Ingredients
Equipment
Method
- Place your cheeses on the board first, spacing them evenly so each one anchors a different section of the platter.
- Use a small heart-shaped cookie cutter to cut brie or mozzarella into heart shapes. Press firmly and cleanly. If the cheese sticks, pop it in the freezer for 10 minutes first.
- Use the same heart-shaped cutter to punch mini hearts from pepperoni slices. Set aside on a small plate until you are ready to arrange.
- Roll or fold prosciutto and salami into small decorative bundles or loose rosettes to add height and visual interest.
- Arrange cured meats around the cheese sections, tucking prosciutto folds and salami rosettes into the open spaces.
- Fill in remaining gaps with crackers, mini toast, and breadsticks, fanning them out for a natural, abundant look.

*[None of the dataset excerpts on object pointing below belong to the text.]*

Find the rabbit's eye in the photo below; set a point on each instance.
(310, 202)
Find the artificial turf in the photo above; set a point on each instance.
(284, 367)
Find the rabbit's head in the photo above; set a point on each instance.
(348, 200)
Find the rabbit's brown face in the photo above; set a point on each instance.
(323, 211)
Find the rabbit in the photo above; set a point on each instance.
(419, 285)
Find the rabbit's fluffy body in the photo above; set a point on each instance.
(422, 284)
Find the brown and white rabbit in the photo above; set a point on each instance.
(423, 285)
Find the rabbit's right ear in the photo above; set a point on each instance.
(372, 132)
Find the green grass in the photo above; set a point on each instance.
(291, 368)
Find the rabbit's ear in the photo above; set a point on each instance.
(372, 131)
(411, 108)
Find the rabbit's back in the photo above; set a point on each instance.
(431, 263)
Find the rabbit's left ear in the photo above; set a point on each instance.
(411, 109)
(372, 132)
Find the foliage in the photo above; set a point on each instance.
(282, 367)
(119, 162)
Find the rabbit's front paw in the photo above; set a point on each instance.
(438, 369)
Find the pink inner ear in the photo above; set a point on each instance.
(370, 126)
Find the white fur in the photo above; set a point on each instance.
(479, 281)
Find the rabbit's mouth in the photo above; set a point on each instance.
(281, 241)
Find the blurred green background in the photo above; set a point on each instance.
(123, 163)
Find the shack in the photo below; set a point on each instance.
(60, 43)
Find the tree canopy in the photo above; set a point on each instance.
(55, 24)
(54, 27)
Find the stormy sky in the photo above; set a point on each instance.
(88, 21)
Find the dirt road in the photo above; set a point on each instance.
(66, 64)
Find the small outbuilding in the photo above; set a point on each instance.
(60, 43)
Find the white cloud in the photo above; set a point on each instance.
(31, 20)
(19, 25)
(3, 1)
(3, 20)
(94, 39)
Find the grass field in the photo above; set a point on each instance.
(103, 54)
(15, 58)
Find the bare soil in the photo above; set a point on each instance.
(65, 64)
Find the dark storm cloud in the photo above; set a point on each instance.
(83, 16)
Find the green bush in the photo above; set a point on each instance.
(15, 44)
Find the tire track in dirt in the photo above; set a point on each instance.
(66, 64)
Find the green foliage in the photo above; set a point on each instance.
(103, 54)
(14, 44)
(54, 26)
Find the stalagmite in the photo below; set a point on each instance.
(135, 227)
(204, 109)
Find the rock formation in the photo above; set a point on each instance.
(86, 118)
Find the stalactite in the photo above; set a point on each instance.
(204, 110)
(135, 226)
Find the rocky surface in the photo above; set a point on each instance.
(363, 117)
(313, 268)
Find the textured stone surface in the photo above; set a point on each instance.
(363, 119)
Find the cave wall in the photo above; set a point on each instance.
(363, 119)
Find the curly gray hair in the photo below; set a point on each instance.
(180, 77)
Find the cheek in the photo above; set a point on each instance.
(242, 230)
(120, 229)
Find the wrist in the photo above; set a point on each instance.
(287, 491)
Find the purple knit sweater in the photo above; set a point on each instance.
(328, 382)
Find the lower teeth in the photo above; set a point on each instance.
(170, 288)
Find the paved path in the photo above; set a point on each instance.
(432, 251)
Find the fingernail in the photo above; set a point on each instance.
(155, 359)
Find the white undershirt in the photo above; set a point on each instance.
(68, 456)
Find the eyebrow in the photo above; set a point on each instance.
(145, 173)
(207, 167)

- Nestle in marinated olives and mini pickles near the richer cheeses to balance the flavors on the board.
- Add fresh figs, grapes, and apple slices for color and sweetness. Finish with sprigs of rosemary or edible flowers as your final garnish.
Notes
Assemble no more than 30 minutes before serving. Pull cheeses out of the fridge 15 minutes early so they reach room temperature for the best flavor. Keep crackers and breadsticks separate from other ingredients until just before assembly to prevent sogginess.